El exsenador participó como invitado central del programa TELE DIARIO, que conduce el comunicador Robert González, de lunes a viernes de 7 a 8 de la noche a través de N16, donde lanzó fuertes críticas contra el presidente Luis Abinader, acusándolo de ser “un mentiroso patológico” y de incumplir promesas esenciales. Silva recordó que el mandatario aseguró que no aumentaría el endeudamiento público, que protegería Punta Catalina y que modificaría la Ley de Hidrocarburos, pero que –según él– todas esas promesas fueron “rotas sin pudor”. Afirmó que el gobierno ha actuado en contra de lo que predicó y que el país está pagando “las consecuencias de esa doble moral”.
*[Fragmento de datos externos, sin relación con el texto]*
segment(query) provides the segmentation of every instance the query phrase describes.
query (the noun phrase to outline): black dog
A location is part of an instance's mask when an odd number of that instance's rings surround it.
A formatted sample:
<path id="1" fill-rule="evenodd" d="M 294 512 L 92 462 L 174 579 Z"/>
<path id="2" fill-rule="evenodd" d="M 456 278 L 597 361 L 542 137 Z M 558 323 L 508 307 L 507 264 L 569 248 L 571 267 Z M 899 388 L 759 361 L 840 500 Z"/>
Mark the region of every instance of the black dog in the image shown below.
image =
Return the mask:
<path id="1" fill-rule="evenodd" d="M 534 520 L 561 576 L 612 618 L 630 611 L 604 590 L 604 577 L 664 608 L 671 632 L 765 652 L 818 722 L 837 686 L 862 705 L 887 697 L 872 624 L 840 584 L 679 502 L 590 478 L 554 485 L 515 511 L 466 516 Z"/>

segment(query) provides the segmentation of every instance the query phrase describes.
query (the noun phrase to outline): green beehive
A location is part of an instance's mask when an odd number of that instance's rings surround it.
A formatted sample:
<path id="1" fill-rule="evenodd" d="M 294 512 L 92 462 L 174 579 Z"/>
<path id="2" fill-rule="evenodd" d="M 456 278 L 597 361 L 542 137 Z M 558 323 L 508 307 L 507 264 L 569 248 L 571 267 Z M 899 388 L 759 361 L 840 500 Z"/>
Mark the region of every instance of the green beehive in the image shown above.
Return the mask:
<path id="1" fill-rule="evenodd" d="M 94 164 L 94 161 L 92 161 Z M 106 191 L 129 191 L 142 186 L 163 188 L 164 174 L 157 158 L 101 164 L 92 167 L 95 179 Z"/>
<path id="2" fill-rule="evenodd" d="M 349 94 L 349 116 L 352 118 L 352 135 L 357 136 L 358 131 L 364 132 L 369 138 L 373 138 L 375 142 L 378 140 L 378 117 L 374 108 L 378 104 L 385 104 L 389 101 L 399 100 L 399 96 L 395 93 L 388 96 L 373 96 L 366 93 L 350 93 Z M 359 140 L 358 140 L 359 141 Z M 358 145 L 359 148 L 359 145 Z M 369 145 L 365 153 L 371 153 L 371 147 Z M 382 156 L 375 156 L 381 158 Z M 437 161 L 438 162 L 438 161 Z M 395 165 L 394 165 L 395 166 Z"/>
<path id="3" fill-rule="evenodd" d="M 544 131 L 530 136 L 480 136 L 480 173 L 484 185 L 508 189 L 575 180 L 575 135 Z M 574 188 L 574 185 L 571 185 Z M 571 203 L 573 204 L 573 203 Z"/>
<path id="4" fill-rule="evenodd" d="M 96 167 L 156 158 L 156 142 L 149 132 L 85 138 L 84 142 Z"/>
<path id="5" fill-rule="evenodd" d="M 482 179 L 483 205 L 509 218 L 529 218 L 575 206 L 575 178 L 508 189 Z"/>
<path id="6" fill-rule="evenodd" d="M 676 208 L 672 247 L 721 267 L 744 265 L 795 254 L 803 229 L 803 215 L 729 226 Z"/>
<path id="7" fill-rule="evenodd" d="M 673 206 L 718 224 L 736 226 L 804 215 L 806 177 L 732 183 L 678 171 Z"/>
El exlegislador también disparó contra la reciente marcha de la Fuerza del Pueblo, calificándola como un “acto electorero, improvisado y sin una sola demanda concreta”. A su juicio, la actividad solo buscaba proyectar la figura de Leonel Fernández, sin tocar temas esenciales como los impuestos a los combustibles o la transparencia institucional. Pero sus declaraciones más contundentes surgieron al abordar la infiltración del narcotráfico en los partidos políticos, asegurando que este flagelo “se ha convertido en una estructura permanente del sistema”. Denunció que, para el Ministerio Público, muchos imputados por vínculos ilícitos son presentados como “empresarios exitosos”, y que la verdadera depuración en República Dominicana “la está haciendo la DEA, no las autoridades nacionales”.
Antes de finalizar, Silva fue enfático al señalar que el ministro José Ignacio Paliza no pidió disculpas por el escándalo reciente, sino que “intentó justificar lo injustificable”. Reveló que su salida del PRM fue producto de la decepción: “Pensé que era un partido distinto y solo encontré más de lo mismo”. Para Silva, la crisis política actual es tan profunda que “nadie puede confiar ciegamente en ninguna estructura partidaria”, y advirtió que, si no se producen cambios reales, el país seguirá atrapado en “un círculo de impunidad, complicidad y silencios peligrosos”.